NOVA YORK – Eu estava recentemente andando pela East 29th Street, em Manhattan, depois de visitar um amigo no Hospital Bellevue, quando fui despertado de meus pensamentos por um homem branco de meia-idade que gritava com um velho chinês: país, seu pedaço de merda chinesa! ” O velho ficou atordoado. Eu também, antes de gritar (empregando toda a gama do meu vocabulário nativo australiano): “Foda-se e deixe-o em paz, seu pedaço de merda racista branco!”

 

O tráfego de pedestres parou. Um jovem rapaz branco de cabelos escuros veio em minha direção. Como não-pugilista por instinto e treinamento, preparei-me para o que estava por vir. Ele parou perto de mim e disse: “Obrigado por defendê-lo. Por isso lutei no Iraque; para que pessoas como ele pudessem ser livres. “

Deixando de lado a história conturbada da Guerra do Iraque, o COVID-19 é um lembrete absoluto de que as pandemias globais, como as mudanças climáticas, não respeitam as fronteiras políticas. A experiência da China com o vírus em janeiro e fevereiro provavelmente se repetirá em grande parte do resto do mundo em março e abril. Haverá variações no número de infecções, dependendo de fatores imponderáveis, como a temperatura, a relativa robustez dos sistemas de teste e tratamento em saúde pública e os diferentes níveis de resiliência financeira e econômica. Deveríamos estar nos preparando de maneira inteligente para essas contingências, não sucumbindo ao pânico irracional – e muito menos ceder aos estereótipos racistas.

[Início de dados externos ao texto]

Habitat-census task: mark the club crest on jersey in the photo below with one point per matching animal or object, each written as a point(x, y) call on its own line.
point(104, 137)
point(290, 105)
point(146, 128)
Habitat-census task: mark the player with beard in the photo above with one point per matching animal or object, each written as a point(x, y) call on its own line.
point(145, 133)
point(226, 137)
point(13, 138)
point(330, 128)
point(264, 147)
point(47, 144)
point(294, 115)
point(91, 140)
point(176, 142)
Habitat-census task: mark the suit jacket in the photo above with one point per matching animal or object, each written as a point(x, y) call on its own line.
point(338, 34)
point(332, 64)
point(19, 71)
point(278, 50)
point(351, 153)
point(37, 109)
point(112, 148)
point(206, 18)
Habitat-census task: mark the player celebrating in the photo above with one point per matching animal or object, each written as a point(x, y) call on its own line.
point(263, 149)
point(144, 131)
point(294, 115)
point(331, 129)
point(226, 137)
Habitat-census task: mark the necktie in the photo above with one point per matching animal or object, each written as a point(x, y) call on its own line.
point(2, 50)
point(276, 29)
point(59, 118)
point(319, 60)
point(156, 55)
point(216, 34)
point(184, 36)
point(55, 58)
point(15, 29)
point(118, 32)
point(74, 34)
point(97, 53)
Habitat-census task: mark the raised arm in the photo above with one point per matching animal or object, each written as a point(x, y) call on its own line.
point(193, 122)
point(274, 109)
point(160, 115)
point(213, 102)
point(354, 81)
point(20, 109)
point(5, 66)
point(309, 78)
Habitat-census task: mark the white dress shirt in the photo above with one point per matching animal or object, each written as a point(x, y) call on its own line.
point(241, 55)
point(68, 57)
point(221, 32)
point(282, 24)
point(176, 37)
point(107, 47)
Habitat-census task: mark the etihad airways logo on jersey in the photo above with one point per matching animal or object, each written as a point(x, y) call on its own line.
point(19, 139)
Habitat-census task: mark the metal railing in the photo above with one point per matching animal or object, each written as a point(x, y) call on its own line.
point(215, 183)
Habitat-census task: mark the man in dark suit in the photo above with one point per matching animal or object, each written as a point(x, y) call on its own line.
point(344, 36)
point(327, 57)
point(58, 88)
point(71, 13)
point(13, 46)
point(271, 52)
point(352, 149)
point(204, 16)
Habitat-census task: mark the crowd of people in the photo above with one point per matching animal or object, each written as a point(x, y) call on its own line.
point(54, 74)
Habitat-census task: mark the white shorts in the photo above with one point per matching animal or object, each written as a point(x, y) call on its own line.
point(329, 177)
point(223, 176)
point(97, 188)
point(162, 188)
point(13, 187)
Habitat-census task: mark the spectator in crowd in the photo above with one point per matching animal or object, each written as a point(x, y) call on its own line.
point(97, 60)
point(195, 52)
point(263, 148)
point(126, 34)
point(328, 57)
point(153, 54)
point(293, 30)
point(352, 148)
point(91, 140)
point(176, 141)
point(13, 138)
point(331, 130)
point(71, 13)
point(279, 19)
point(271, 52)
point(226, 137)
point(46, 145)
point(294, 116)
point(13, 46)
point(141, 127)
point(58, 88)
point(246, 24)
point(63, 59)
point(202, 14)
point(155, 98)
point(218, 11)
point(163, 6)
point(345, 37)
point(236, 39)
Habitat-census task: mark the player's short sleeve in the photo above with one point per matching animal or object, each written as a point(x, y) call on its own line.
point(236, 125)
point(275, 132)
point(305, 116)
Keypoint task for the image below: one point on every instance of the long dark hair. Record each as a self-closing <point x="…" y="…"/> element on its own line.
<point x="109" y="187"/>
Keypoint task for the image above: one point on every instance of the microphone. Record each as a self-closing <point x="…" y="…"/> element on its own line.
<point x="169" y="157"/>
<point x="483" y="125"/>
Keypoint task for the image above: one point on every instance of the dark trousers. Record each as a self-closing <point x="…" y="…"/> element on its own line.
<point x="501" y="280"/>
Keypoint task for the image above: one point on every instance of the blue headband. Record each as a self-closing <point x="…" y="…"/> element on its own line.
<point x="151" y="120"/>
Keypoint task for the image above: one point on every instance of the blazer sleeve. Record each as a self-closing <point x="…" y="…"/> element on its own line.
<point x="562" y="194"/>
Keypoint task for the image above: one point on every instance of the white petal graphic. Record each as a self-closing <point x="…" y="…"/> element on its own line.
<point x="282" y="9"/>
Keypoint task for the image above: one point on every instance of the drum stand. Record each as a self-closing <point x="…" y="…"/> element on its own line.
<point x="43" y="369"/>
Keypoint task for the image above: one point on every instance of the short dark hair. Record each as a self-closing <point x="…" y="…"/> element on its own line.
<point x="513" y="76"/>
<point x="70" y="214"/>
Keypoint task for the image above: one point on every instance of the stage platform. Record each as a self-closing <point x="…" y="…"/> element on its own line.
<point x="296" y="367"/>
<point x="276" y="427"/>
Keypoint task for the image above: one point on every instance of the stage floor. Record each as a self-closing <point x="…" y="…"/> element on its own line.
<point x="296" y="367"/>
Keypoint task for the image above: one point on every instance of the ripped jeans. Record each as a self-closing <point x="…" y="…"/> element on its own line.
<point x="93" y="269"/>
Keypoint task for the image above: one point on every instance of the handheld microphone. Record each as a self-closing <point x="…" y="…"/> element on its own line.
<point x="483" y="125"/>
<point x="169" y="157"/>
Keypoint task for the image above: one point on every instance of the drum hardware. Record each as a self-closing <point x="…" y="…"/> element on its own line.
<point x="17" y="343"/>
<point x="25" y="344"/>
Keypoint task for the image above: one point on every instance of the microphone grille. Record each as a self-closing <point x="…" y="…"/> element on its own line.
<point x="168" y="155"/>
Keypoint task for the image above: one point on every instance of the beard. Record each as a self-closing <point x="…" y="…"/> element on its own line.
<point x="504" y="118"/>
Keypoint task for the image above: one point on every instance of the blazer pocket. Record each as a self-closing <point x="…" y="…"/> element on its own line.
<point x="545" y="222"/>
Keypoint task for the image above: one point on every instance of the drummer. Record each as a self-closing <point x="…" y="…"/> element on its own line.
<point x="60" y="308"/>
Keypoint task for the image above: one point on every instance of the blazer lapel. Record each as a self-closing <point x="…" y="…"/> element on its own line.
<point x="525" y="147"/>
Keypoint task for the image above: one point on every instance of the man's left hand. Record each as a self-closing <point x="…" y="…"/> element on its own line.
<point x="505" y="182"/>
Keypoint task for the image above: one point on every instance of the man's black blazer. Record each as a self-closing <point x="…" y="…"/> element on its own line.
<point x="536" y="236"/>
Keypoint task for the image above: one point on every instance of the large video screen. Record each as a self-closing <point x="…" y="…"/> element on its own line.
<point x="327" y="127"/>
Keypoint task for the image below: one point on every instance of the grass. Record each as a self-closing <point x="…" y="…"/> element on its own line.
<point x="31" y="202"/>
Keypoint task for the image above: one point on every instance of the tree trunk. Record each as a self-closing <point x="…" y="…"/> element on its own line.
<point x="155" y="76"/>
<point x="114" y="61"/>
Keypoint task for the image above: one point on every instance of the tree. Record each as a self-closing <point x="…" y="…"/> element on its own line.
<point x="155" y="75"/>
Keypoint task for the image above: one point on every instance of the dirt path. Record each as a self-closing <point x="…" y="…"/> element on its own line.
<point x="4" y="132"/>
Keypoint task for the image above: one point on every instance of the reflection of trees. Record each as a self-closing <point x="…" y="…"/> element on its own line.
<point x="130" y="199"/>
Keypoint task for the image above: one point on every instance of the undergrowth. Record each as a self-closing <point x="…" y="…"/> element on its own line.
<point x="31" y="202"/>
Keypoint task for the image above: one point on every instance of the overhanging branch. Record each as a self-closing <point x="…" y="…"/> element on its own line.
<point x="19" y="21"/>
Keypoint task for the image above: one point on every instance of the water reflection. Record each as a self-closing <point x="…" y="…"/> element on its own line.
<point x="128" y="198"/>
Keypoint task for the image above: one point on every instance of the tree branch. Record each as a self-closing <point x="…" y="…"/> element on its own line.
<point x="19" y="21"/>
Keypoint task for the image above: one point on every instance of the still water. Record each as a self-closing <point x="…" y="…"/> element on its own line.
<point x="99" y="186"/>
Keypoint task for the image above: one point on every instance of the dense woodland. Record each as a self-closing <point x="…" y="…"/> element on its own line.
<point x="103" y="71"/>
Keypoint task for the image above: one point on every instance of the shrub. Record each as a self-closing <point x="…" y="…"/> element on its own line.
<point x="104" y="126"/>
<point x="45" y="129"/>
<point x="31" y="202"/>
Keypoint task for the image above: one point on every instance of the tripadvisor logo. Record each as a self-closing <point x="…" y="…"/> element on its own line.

Esse vírus nos lembra novamente que nenhuma pessoa ou país é uma ilha em si. No entanto, os líderes políticos muitas vezes falharam em conter o racismo pouco velado, inerente a algumas das respostas populares ao surto até agora. Nos ônibus, trens e ruas do mundo, os asiáticos, principalmente os chineses, foram submetidos ao tipo de abuso que testemunhei. Agora que o vírus atingiu a Itália, os italianos são os próximos?

Foi impressionante testemunhar a ausência geral de solidariedade, empatia e compaixão pelo povo chinês, particularmente os de Wuhan, que sofreram estoicamente um inferno. Como (ou) Manhattan, Londres, Sydney, Toronto, Berlim, Paris ou Delhi se sairiam sob as mesmas circunstâncias? A indiferença ao sofrimento alheio não nos leva a lugar algum em encontrar uma resposta global eficaz ao que é comprovadamente uma crise global.

 

Os Estados Unidos poderiam facilmente ter alcançado a liderança chinesa para estabelecer uma força-tarefa conjunta de alto nível contra coronavírus desde o início, sustentada por uma expressão muito pública de solidariedade humana acima da política. Em vez disso, o governo emitiu declarações atacando o sistema político autoritário da China e instando os investidores americanos e os gerentes da cadeia de suprimentos a se refugiarem nos EUA. Sim, nos últimos três anos, os EUA e a China estiveram em  estratégica de  , e as hostilidades políticas normais serão retomadas assim que a crise imediata terminar. Mas, no momento, beligerância não é uma política. É apenas uma atitude e não ajuda a resolver o problema.

Em uma nota mais positiva, a colaboração institucional e profissional está em andamento abaixo da superfície. Quaisquer que sejam as falhas da Organização Mundial da Saúde, é o instrumento formal da governança global sobre pandemias. Aqueles que atacaram o diretor-geral da OMS, Tedros Adhanom Ghebreyesus, sobre a eficácia de sua organização, devem examinar os estatutos internacionais que determinam seus poderes. A OMS limita-se a fornecer avisos internacionais sobre o movimento do vírus, aconselhamento clínico e técnico aos governos nacionais sobre como lidar com ele e triagem de emergência em locais onde não existe infraestrutura de saúde. Esse último dever pode ser necessário se o vírus chegar às partes mais pobres do mundo, como na crise do Ebola 2013-16 na África Ocidental.